The whole dataset contains of:

data: the loading profiles (nb of available bikes / nb of bike docks) of the 1189 stations at 181 time points. Moreover, a loading value of 1 means that the station is full of bikes while a value of 0 means that the station has no available bikes.
position: the longitude and latitude of the 1189 bike stations.
dates: the download dates.
bonus: indicates if the station is on a hill (bonus = 1).
names: the names of the stations.

Pretreatment and descriptive analysis.

loading the data.

library(kableExtra)

## Warning: package 'kableExtra' was built under R version 4.0.4

load('C:/Users/parin/Downloads/velib.Rdata')
summary(velib) %>% kable() %>% kable_styling()

	Length	Class	Mode
data	181	data.frame	list
position	2	data.frame	list
dates	181	-none-	character
bonus	1189	-none-	numeric
names	1189	-none-	character

pos = velib$position
dat = velib$data
dates = velib$dates
bonus = velib$bonus
name = velib$names

let us check if there is any missing value in our dataset.

sum(is.na(dat) == TRUE)

## [1] 0

sum(is.na(pos) == TRUE)

## [1] 0

anyDuplicated(name)

## [1] 210

anyDuplicated(pos)

## [1] 0

We can see that we do not have any missing values, but there is some stations which have the exact same name but their positions are different, so we keep all the data.

We can check the map of position of the stations using the GPS coordinates of them, thanks to the ldaflet package(we choose two colors in order to distinguish between if the station is on a hill(bonus = 1) or not):

library(leaflet)

## Warning: package 'leaflet' was built under R version 4.0.4

palette = colorFactor("RdYlBu", domain = NULL)
leaflet(pos) %>% addTiles() %>%addCircleMarkers(radius = 3,color = palette(bonus),stroke = FALSE, fillOpacity = 0.9)

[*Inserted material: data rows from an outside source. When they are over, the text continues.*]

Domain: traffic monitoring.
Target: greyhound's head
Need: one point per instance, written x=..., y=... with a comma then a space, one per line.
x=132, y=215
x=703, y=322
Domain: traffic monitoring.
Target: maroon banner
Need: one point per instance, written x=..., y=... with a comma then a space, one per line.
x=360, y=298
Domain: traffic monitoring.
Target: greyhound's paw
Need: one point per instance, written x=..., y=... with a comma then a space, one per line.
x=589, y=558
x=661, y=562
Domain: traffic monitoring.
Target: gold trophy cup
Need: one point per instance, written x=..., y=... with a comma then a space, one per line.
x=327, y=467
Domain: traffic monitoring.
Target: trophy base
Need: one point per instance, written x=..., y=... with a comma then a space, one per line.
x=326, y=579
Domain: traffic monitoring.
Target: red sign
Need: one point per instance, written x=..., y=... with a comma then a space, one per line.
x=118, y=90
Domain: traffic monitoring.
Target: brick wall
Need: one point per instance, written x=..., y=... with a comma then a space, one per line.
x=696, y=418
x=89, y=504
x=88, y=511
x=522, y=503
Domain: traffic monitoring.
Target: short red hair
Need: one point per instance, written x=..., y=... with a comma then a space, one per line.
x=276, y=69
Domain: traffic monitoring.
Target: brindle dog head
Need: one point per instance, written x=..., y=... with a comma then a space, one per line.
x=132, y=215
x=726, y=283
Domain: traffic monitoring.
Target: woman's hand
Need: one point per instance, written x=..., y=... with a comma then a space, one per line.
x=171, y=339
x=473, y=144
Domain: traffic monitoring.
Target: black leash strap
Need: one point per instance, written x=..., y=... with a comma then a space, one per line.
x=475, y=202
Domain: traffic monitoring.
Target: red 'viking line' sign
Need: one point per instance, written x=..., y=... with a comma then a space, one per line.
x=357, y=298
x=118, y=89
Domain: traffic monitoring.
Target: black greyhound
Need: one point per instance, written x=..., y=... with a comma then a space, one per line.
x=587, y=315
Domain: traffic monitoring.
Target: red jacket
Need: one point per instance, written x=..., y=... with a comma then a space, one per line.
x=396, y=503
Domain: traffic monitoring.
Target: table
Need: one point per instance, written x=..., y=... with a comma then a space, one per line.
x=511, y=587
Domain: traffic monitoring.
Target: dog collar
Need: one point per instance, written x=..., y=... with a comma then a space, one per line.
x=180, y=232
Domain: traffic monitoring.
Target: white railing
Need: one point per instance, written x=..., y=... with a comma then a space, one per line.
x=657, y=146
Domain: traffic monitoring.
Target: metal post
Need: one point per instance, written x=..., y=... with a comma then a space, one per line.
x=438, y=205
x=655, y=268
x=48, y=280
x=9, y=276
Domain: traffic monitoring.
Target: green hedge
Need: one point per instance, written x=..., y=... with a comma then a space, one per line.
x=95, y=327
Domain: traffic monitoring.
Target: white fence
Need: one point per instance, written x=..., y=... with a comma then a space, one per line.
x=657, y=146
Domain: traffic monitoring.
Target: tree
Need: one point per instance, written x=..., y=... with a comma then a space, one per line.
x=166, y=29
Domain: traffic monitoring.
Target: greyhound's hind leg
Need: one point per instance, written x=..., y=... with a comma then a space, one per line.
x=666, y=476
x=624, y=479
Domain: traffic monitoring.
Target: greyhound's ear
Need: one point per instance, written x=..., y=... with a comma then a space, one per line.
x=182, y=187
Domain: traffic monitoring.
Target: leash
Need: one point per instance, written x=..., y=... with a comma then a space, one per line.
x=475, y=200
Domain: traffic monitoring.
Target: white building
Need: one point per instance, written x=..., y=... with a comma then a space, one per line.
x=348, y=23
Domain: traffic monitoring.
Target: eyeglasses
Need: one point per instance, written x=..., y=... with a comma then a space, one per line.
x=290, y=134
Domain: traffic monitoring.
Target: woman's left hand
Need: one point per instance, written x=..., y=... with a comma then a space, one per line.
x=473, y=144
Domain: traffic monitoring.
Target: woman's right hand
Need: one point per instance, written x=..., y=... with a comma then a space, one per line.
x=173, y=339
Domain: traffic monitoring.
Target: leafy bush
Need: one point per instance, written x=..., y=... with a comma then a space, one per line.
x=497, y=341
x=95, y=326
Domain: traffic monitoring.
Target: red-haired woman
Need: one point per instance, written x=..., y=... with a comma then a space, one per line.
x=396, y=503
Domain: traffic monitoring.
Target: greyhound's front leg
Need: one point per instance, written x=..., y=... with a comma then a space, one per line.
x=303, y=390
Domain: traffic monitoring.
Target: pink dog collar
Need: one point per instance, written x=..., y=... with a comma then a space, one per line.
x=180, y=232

It is worth to mention that the color blue indicated the stations on a hill as we have less of bonus value = 1. Now, let us look at the loading profiles of some stations.

par(mfrow=c(1,2))
matplot(t(dat[1,]),main=name[1],type='l',lty=1,col=2,xaxt='n',lwd=2,ylim=c(0,1))
axis(1,at=seq(5,181,6),labels=dates[seq(5,181,6)],las=2)

matplot(t(dat[11,]),main=name[11],type='l',lty=1,col=3,xaxt='n',lwd=2,ylim=c(0,1))
axis(1,at=seq(5,181,6),labels=dates[seq(5,181,6)],las=2)

matplot(t(dat[20,]),main=name[20],type='l',lty=1,col=4,xaxt='n',lwd=2,ylim=c(0,1))
axis(1,at=seq(5,181,6),labels=dates[seq(5,181,6)],las=2)

matplot(t(dat[50,]),main=name[50],type='l',lty=1,col=5,xaxt='n',lwd=2,ylim=c(0,1))
axis(1,at=seq(5,181,6),labels=dates[seq(5,181,6)],las=2)

matplot(t(velib$data[c(1,11,20,50),]),main ='loading profile of 4 different stations',type='l',lty=1,col=c(2,3,4,5),xaxt='n',lwd=2,ylim=c(0,1))
axis(1,at=seq(5,181,6),labels=velib$dates[seq(5,181,6)],las=2)

We can see that in some stations the ratio of available bikes is higher than other stations.The reason can be related to the size of the stations and the position of the stations. from “loading profile of 4 different stations”, it looks like people use more bikes on Sundays as there is less bike available in the stations.

We can check the position of these stations on the map as well.

library(mapview)

## Warning: package 'mapview' was built under R version 4.0.4

df = pos[c(1,11,20,50),]
leaflet(df) %>% addTiles() %>%addCircleMarkers(label = ~name[c(1,11,20,50)],radius = 6,stroke = FALSE,color ='red', fillOpacity = 0.9)

We can look at the loading profiles of 20 stations in 3 different days (Sunday, Monday and Tuesday) at 12 afternoon.

par(mfrow=c(1,3))
matplot(dat[1:20,2],main="Dim-12",type='l',lty=1,col=2,xaxt='n',lwd=2,ylim=c(0,1))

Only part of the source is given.